The tests execution is identical on both Docker and Podman images.

Currently the test suite contains a single top-level integration test which validates the deployment and high-availability of a test workload based on the Nginx webserver. This integration test is described below.

As part of the test-suite initialization, the k3s systemd service will be started (if it is not already).
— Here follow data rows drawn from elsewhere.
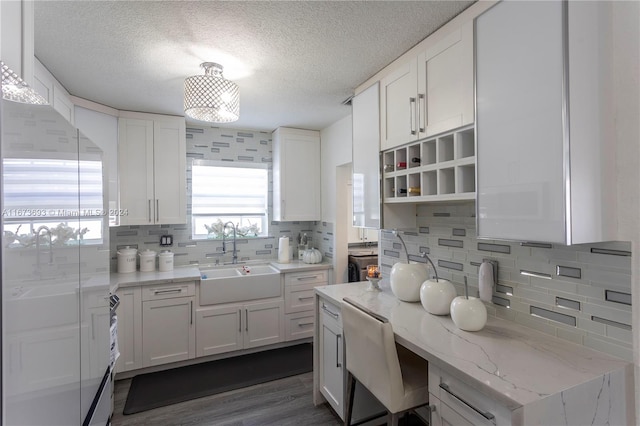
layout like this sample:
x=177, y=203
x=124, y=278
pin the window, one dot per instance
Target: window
x=224, y=192
x=65, y=195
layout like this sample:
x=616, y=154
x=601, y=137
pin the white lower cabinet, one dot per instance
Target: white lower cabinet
x=332, y=372
x=227, y=328
x=129, y=329
x=454, y=402
x=168, y=331
x=299, y=297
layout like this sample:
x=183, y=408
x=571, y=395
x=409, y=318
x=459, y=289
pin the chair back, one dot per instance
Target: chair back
x=371, y=354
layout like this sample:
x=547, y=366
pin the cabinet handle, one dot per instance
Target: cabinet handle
x=432, y=409
x=170, y=291
x=324, y=308
x=422, y=116
x=487, y=415
x=412, y=115
x=305, y=298
x=308, y=277
x=93, y=326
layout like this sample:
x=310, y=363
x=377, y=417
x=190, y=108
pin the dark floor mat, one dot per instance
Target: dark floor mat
x=153, y=390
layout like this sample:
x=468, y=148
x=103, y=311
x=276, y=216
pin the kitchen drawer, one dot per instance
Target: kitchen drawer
x=299, y=298
x=298, y=326
x=168, y=291
x=470, y=403
x=330, y=312
x=318, y=277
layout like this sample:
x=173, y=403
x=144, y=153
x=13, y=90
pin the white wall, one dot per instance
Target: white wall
x=335, y=163
x=335, y=150
x=626, y=99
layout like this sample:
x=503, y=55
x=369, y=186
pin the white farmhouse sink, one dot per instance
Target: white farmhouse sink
x=227, y=285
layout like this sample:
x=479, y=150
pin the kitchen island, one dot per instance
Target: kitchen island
x=503, y=374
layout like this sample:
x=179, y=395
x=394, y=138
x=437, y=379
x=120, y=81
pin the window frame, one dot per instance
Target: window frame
x=264, y=228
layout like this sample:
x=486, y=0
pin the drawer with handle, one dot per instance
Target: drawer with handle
x=168, y=291
x=330, y=312
x=299, y=298
x=317, y=277
x=468, y=402
x=298, y=326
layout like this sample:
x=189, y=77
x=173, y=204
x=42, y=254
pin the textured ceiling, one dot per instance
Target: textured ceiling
x=295, y=62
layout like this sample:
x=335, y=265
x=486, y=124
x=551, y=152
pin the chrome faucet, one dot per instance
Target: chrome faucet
x=224, y=248
x=48, y=231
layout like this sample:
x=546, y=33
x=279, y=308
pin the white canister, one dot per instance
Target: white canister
x=127, y=260
x=165, y=261
x=147, y=260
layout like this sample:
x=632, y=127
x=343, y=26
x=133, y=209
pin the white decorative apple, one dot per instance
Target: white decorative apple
x=436, y=296
x=468, y=314
x=406, y=279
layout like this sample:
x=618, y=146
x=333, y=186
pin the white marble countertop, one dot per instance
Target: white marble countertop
x=132, y=279
x=192, y=273
x=299, y=266
x=512, y=364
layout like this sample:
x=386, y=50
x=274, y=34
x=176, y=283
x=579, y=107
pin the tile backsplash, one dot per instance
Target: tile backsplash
x=214, y=143
x=580, y=293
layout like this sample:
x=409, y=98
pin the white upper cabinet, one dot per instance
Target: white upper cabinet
x=366, y=159
x=152, y=169
x=429, y=93
x=445, y=83
x=398, y=105
x=544, y=172
x=52, y=91
x=296, y=175
x=17, y=37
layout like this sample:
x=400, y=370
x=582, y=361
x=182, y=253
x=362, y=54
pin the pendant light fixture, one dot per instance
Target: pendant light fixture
x=17, y=90
x=211, y=97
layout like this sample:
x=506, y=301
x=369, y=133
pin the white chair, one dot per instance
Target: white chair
x=397, y=377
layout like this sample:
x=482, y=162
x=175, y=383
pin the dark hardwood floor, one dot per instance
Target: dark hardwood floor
x=281, y=402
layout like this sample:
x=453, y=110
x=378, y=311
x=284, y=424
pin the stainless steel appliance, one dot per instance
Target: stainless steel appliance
x=358, y=262
x=55, y=272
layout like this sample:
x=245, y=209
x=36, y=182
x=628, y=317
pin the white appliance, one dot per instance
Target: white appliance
x=55, y=272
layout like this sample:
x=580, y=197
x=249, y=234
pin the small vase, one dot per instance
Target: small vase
x=468, y=314
x=436, y=296
x=406, y=279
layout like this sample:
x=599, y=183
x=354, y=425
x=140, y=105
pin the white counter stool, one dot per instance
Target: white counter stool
x=397, y=377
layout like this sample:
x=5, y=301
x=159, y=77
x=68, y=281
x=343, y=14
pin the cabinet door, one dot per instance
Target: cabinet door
x=331, y=364
x=129, y=329
x=520, y=136
x=168, y=331
x=218, y=330
x=398, y=106
x=445, y=76
x=135, y=169
x=366, y=158
x=169, y=165
x=263, y=324
x=296, y=175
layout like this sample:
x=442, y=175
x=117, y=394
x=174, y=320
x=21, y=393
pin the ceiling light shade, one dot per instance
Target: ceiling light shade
x=210, y=97
x=17, y=90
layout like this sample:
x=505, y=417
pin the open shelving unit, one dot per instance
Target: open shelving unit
x=441, y=168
The test suite will not be run until the service is in the ‘active’ state, and all ‘kube-system’ pods are either running, or have completed their workload.
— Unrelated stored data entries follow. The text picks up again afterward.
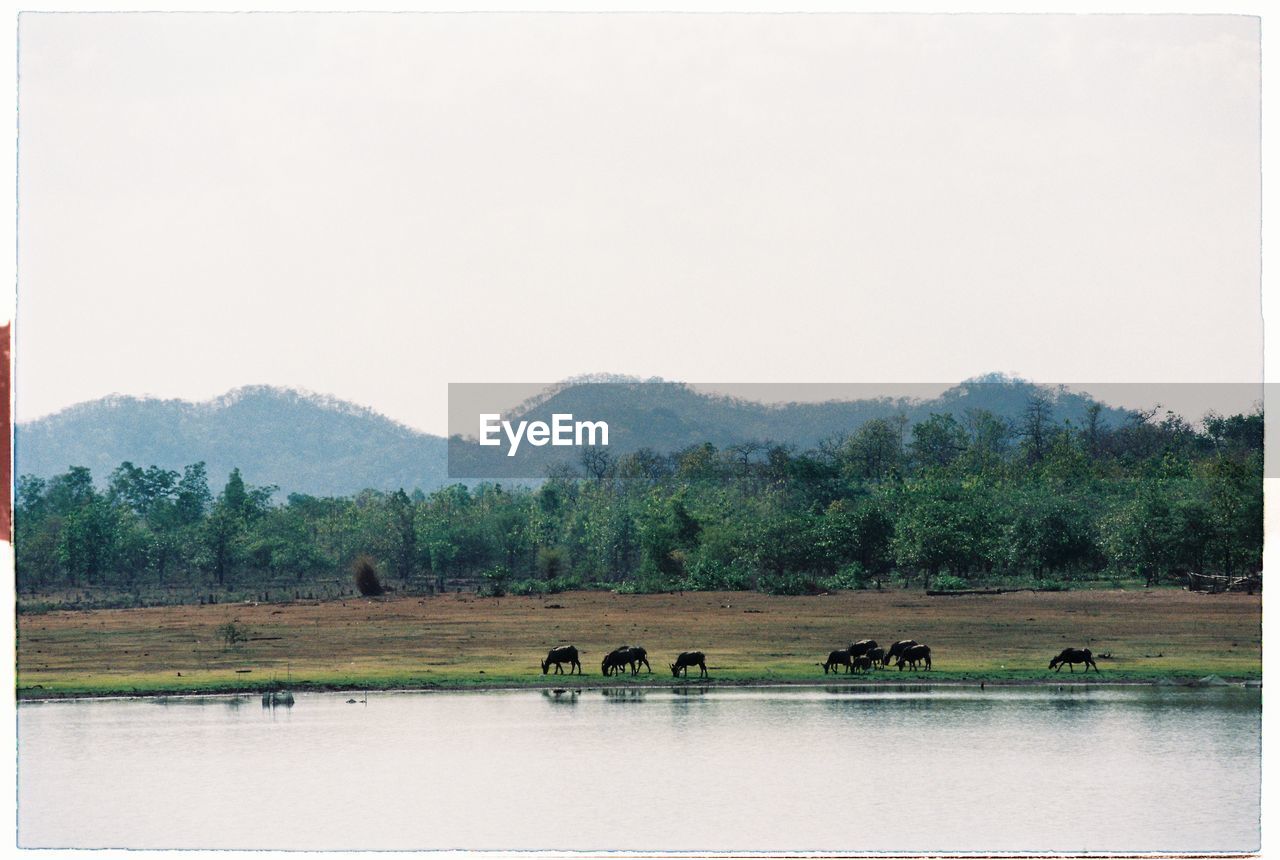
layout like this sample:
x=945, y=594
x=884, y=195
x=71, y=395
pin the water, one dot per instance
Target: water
x=821, y=769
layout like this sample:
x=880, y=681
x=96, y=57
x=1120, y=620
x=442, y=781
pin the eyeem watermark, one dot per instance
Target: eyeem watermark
x=562, y=431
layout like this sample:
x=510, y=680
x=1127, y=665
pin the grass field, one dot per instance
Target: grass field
x=467, y=641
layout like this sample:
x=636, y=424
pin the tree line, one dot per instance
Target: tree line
x=947, y=502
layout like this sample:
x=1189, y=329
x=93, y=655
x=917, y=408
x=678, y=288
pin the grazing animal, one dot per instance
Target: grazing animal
x=638, y=655
x=836, y=659
x=562, y=654
x=622, y=657
x=1072, y=655
x=689, y=658
x=862, y=646
x=913, y=655
x=896, y=649
x=616, y=660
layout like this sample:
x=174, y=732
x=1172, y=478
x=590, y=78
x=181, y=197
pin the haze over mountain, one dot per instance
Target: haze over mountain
x=307, y=443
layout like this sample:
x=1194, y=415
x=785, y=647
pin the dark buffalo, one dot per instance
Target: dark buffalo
x=914, y=655
x=837, y=659
x=896, y=650
x=862, y=646
x=616, y=660
x=1072, y=655
x=563, y=654
x=689, y=658
x=626, y=655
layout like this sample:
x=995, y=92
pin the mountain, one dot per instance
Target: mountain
x=668, y=416
x=306, y=443
x=302, y=443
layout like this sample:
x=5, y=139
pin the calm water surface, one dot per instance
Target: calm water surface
x=823, y=769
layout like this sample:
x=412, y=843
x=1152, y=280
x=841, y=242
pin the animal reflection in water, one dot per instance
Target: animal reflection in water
x=1072, y=655
x=689, y=658
x=563, y=654
x=624, y=657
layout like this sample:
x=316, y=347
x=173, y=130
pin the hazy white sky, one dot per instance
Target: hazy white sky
x=373, y=206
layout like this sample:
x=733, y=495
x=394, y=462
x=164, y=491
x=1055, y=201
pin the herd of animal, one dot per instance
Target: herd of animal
x=863, y=655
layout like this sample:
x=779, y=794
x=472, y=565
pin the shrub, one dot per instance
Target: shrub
x=528, y=588
x=232, y=634
x=366, y=577
x=947, y=582
x=787, y=584
x=850, y=576
x=551, y=562
x=494, y=582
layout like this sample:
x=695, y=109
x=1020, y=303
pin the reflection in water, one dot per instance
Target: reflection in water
x=561, y=696
x=686, y=690
x=421, y=771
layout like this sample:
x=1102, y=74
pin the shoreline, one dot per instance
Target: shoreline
x=469, y=643
x=1184, y=681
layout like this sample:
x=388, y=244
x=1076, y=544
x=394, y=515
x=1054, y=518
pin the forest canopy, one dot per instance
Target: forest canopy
x=946, y=503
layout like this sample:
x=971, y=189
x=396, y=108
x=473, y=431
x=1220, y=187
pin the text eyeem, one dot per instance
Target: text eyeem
x=563, y=430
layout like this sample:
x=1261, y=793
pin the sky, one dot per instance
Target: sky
x=374, y=206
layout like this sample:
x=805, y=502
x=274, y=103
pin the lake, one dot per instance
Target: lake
x=1073, y=768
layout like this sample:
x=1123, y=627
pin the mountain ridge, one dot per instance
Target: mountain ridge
x=319, y=444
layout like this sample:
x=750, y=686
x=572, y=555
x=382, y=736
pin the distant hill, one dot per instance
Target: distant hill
x=302, y=443
x=670, y=416
x=306, y=443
1. K3S orchestration of containerized web service is composed of many sub-tests, grouped here by test area:
Workload Deployment:
1.1. Deploy test Nginx workload from YAML file via kubectl apply
1.2. Ensure Pod replicas are initialized via kubectl wait
1.3. Create Service to expose Deployment via kubectl expose
1.4. Get IP of resulting Service via kubectl get
1.5. Ensure web service is accessible via wget
Pod Failure Tolerance:
1.6. Get random Pod name from Deployment name via kubectl get
1.7. Delete random Pod via kubectl delete
1.8. Ensure web service is still accessible via wget
Deployment Upgrade:
1.9. Get image version of random Pod via kubectl get
1.10. Upgrade image version of Deployment via kubectl set
1.11. Ensure web service is still accessible via wget
1.12. Get upgraded image version of random Pod via kubectl get
Server Failure Tolerance:
1.13. Stop K3S server systemd service
1.14. Ensure web service remains accessible via wget
1.15. Restart the systemd service
1.16. Ensure server is running via systemd service
1.17. Check K3S server is again responding to kubectl get
Server Configuration Change:
1.18. Add systemd override to change server’s command-line arguments
- Configuration change to run the server without built-in worker
- Reload and restart the systemd service
1.19. Check systemd service is running after configuration change
1.20. Delete test Nginx workload via kubectl delete
1.21. Deploy test Nginx workload from YAML file via kubectl apply
1.22. Ensure Pod replicas are not initialized (as no worker available) via kubectl get

The tests can be customized via environment variables passed to the execution, each prefixed by K3S_ to identify the variable as associated to the K3S orchestration tests:

K3S_TEST_LOG_DIR: defines the location of the log file
Default: /usr/share/k3s-integration-tests/logs
Directory will be created if it does not exist
K3S_TEST_CLEAN_ENV: enable test environment cleanup
Default: 1 (enabled)

K3S Environment Clean-Up

A clean environment is expected when running the K3S integration tests, to ensure that the system is ready to be validated. For example, the test suite expects that the Pods created from any previous execution of the integration tests have been deleted, in order to test that a new Deployment successfully initializes new Pods for orchestration.

Therefore, if K3S_TEST_CLEAN_ENV is set to 1 (as is default), running the test suite will perform an environment clean before and after the suite execution.

The environment clean operation involves:

  • Deleting any previous K3S test Service

  • Deleting any previous K3S test Deployment, ensuring corresponding Pods are also deleted

  • Deleting any previous K3S systemd service test override

If enabled then the environment clean operations will always be run, regardless of test-suite success or failure.